Somente a adoção da lei de proteção do patrimônio nos anos 1980 permitiu mudar a situação que destruiu definitivamente uma parte importante da memória coletiva e da principal atração turística da cidade.

“Os tempos mudaram, mas ainda hoje nem todos estão conscientes da importância cultural e econômica do patrimônio histórico e o apoio financeiro do cantão e do governo federal são colocados em questão a cada ano. Vasculhar nosso passado é necessário para encontrarmos as raízes que definem nossa identidade hoje”, explica Hans Widmer, presidente da NIKE.

Consiciência coletiva

O “mundo escondido no subsolo” não é só uma referência de civilizações distantes. O dia do patrimônio apresenta em toda a Suíça inúmeros sítios de épocas mais recentes. Construções subterrâneas que ignoramos a existência, mas que influenciam nossa vida cotidiana: depósitos para recolher água potável, canalizações, centrais elétricas, moinhos, ar quivos e bibliotecas, minas de sal, caves de cultivo de cogumelos.

Dos 310 espaços abertos ao público estão diversas construções que testemunham de um passado por ameaças, medo e segredo: fortificações, estrutura de defesa antiaérea, abrigos antiatômicos, grutas transforadas em igrejas e capelas, salas utilizadas pela maçonaria. Lugares que marcaram períodos difíceis de nossa história.

“O subsolo esconde realidades que tínhamos envolvido de rumores em nossa consciência coletiva, mas que fazem parte da nossa história e continuam a influenciar o presente. Com a jornada do patrimônio queremos proporcionar uma ocasião para redescobrir essa realidade”, conclui Hans Widmer.

O dia europeu do patrimônio começou em 1984 na França, com a introdução de um dia de abertura dos monumentos nacionais.

Em 1985, por ocasião da conferência de ministros europeus responsáveis pelos bens arquitetônicos, o então ministro francês, Jack Lang, propôs instituir o dia europeu do patrimônio.

Diversos governos europeus aderiram à iniciativa alguns anos depois.

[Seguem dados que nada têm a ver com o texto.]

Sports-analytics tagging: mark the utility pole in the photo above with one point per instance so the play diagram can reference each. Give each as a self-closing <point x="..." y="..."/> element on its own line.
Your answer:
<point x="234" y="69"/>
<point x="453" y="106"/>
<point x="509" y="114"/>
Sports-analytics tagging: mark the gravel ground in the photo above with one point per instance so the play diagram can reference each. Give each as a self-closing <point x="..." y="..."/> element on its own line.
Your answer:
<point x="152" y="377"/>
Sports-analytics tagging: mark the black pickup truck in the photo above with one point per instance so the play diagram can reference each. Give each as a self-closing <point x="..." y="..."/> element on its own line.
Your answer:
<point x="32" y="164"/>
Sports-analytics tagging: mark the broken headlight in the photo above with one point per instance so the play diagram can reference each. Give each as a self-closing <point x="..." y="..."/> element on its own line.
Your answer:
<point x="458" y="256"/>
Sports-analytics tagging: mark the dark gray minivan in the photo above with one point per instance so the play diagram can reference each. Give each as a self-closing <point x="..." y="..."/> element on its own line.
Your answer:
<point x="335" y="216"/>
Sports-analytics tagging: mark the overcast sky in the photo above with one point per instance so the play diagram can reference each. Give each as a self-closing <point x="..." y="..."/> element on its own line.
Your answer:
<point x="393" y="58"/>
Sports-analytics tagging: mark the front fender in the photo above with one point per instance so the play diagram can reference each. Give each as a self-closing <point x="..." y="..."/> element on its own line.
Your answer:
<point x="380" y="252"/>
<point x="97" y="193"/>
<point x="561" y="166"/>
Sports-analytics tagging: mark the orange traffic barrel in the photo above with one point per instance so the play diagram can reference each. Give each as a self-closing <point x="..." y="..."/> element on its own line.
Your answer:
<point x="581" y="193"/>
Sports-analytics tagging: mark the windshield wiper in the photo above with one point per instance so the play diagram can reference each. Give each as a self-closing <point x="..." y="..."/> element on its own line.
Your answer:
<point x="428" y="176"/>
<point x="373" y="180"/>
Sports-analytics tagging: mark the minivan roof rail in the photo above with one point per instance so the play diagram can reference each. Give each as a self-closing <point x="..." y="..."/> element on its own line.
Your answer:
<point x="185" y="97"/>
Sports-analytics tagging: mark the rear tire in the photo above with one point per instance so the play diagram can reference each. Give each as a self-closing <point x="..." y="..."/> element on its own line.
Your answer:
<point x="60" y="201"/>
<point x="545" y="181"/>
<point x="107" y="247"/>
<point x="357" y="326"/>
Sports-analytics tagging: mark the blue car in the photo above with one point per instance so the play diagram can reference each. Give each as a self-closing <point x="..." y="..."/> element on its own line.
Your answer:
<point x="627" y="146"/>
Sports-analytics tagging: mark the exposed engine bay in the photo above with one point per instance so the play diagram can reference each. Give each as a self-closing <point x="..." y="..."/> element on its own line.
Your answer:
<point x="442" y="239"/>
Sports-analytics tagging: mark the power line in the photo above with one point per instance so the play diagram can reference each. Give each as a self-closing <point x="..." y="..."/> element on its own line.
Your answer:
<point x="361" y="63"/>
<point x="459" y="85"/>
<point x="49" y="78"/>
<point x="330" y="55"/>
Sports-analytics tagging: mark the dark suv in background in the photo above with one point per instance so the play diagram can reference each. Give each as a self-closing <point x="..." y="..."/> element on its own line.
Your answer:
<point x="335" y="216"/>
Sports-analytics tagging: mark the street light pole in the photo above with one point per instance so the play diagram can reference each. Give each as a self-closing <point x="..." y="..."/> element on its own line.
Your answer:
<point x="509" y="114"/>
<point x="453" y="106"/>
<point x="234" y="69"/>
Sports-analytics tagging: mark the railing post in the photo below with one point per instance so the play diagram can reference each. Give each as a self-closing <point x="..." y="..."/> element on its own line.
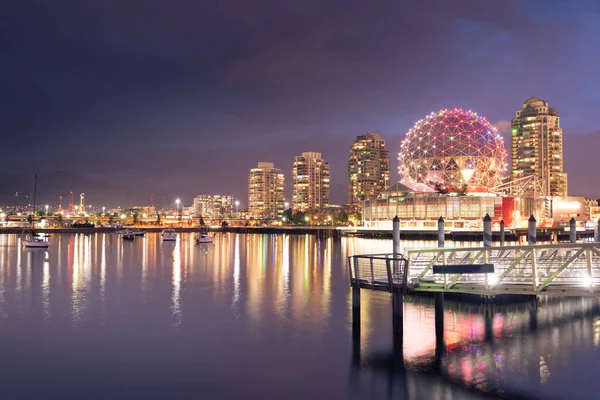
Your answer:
<point x="487" y="231"/>
<point x="531" y="231"/>
<point x="372" y="273"/>
<point x="388" y="267"/>
<point x="395" y="242"/>
<point x="534" y="269"/>
<point x="405" y="275"/>
<point x="396" y="236"/>
<point x="588" y="257"/>
<point x="441" y="233"/>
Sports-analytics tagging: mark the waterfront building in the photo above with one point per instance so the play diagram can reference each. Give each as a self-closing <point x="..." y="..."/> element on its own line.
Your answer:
<point x="537" y="149"/>
<point x="266" y="191"/>
<point x="213" y="206"/>
<point x="310" y="182"/>
<point x="368" y="168"/>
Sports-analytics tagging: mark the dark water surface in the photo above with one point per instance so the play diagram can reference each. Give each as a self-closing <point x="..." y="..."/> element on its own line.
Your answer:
<point x="263" y="316"/>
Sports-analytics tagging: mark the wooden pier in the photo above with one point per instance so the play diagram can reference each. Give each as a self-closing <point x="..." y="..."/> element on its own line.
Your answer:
<point x="566" y="269"/>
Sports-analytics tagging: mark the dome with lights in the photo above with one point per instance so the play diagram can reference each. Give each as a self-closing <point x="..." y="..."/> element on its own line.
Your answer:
<point x="453" y="148"/>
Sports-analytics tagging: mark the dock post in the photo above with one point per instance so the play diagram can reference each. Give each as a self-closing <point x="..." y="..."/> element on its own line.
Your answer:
<point x="440" y="346"/>
<point x="487" y="231"/>
<point x="441" y="233"/>
<point x="531" y="231"/>
<point x="572" y="230"/>
<point x="398" y="322"/>
<point x="396" y="236"/>
<point x="396" y="245"/>
<point x="533" y="315"/>
<point x="356" y="318"/>
<point x="489" y="323"/>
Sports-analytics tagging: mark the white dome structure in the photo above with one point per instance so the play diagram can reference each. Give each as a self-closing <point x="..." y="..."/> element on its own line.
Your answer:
<point x="453" y="148"/>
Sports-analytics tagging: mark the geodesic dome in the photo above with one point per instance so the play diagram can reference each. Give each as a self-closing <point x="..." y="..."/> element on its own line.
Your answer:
<point x="453" y="148"/>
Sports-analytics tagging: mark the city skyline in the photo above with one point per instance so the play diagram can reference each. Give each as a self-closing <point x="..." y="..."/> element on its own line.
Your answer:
<point x="138" y="114"/>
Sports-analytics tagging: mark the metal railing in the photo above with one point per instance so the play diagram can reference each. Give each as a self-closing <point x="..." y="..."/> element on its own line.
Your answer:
<point x="565" y="269"/>
<point x="378" y="271"/>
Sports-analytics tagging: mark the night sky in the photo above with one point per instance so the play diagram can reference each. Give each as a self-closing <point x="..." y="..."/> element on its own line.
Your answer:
<point x="123" y="98"/>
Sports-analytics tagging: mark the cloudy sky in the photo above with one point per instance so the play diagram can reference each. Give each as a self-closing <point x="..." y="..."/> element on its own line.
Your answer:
<point x="183" y="97"/>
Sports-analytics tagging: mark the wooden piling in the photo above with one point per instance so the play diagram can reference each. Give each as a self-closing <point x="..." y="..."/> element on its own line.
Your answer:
<point x="531" y="231"/>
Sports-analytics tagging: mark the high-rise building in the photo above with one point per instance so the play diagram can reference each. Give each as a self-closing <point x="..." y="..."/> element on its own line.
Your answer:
<point x="213" y="206"/>
<point x="537" y="148"/>
<point x="310" y="182"/>
<point x="266" y="191"/>
<point x="368" y="168"/>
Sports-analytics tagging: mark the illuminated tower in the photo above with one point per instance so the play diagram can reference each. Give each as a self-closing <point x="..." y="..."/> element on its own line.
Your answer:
<point x="368" y="168"/>
<point x="266" y="191"/>
<point x="310" y="182"/>
<point x="537" y="148"/>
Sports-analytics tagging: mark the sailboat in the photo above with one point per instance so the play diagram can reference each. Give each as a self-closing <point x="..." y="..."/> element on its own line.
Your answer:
<point x="34" y="240"/>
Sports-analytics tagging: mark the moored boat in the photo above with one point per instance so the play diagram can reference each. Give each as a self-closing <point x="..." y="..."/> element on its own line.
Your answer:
<point x="127" y="235"/>
<point x="35" y="240"/>
<point x="169" y="235"/>
<point x="204" y="238"/>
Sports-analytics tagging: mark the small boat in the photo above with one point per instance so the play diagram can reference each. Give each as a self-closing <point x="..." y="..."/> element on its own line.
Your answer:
<point x="204" y="238"/>
<point x="169" y="235"/>
<point x="127" y="235"/>
<point x="35" y="240"/>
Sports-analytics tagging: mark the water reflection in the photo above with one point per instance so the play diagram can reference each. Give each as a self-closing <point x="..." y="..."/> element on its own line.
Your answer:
<point x="176" y="308"/>
<point x="281" y="304"/>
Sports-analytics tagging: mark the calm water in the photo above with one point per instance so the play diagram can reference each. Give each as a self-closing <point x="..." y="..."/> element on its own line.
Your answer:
<point x="262" y="316"/>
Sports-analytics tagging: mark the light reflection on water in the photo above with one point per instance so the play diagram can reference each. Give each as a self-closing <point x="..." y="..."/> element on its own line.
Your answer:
<point x="260" y="315"/>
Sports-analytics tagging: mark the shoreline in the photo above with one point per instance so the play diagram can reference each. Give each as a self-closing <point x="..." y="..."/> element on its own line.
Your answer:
<point x="319" y="231"/>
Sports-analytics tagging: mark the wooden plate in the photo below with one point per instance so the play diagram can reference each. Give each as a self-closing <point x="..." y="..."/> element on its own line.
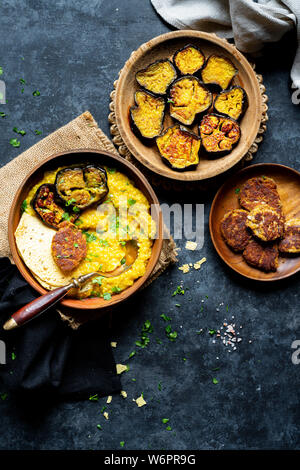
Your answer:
<point x="101" y="158"/>
<point x="165" y="46"/>
<point x="288" y="184"/>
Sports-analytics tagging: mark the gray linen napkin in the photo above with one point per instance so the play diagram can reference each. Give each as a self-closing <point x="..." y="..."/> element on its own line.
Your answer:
<point x="250" y="23"/>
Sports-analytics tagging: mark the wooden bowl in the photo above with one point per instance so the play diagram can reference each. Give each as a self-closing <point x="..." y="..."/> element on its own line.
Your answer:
<point x="288" y="184"/>
<point x="165" y="46"/>
<point x="102" y="158"/>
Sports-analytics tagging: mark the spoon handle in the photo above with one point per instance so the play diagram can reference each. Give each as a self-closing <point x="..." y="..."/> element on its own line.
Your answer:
<point x="36" y="307"/>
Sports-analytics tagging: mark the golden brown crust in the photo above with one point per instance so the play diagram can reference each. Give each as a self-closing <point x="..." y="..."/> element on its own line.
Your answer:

Desde 1991, o dia do patrimônio é patrocinado pelo Conselho Europeu e pela União Europeia.

Hoje o dia do patrimônio é celebrado em 49 países europeus e atrai todo ano 20 milhões de visitantes em toda a Europa.

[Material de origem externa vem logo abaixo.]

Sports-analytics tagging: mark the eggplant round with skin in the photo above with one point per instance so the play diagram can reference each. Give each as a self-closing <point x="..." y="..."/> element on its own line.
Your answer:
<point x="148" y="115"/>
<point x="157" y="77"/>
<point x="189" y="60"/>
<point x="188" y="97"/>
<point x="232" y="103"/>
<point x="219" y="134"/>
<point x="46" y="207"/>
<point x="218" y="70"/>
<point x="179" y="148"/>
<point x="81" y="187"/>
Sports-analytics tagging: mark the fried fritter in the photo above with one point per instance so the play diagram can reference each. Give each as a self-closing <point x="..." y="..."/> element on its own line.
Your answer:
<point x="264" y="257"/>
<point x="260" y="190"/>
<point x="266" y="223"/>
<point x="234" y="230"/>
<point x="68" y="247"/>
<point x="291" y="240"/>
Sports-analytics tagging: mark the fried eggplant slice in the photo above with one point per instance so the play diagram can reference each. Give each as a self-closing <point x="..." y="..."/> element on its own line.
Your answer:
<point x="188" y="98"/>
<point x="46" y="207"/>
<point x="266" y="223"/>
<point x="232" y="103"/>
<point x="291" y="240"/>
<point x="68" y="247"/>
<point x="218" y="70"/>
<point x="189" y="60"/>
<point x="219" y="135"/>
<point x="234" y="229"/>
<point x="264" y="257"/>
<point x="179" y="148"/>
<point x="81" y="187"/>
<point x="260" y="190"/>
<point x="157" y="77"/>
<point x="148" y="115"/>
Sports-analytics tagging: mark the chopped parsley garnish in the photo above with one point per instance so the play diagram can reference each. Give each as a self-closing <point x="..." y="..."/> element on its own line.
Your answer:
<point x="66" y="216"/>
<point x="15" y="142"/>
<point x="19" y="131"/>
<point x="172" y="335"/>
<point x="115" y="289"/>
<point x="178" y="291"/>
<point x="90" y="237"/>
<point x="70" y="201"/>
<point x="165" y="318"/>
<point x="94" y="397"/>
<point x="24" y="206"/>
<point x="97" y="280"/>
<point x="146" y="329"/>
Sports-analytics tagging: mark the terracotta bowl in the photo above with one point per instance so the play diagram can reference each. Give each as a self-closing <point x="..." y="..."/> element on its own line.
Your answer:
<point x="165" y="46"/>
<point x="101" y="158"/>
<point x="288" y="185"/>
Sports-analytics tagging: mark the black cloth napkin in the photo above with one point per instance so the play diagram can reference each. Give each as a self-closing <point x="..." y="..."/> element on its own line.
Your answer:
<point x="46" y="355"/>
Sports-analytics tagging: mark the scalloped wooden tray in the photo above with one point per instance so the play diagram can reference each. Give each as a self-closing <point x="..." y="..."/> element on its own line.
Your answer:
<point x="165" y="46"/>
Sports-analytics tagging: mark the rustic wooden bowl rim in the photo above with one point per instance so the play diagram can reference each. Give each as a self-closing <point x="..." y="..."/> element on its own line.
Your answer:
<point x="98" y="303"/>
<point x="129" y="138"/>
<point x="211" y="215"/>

O objetivo dessa manifestação é sensibilizar a população da importância do patrimônio histórico continental, favorecer sua conservação e promover a compreensão da diversidade cultural na Europa.

Membro do Conselho da Europa, a Suíça aderiu em 1994 ao dia europeu do patrimônio.

A manifestação é organizada pelas autoridades cantonais (estaduais) e pelo Centro Nacional de Informação pela Conservação dos Bens Culturais (Nike), que reúne 35 organizações encarregadas da tutela do patrimônio nacional.

Este ano, o dia do patrimônio ocorre na Suíça dias 10 e 11 de setembro.

Os visitantes terão acesso a 310 sítios em 26 cantões e o tema desta edição é “um mundo escondido no subsolo”.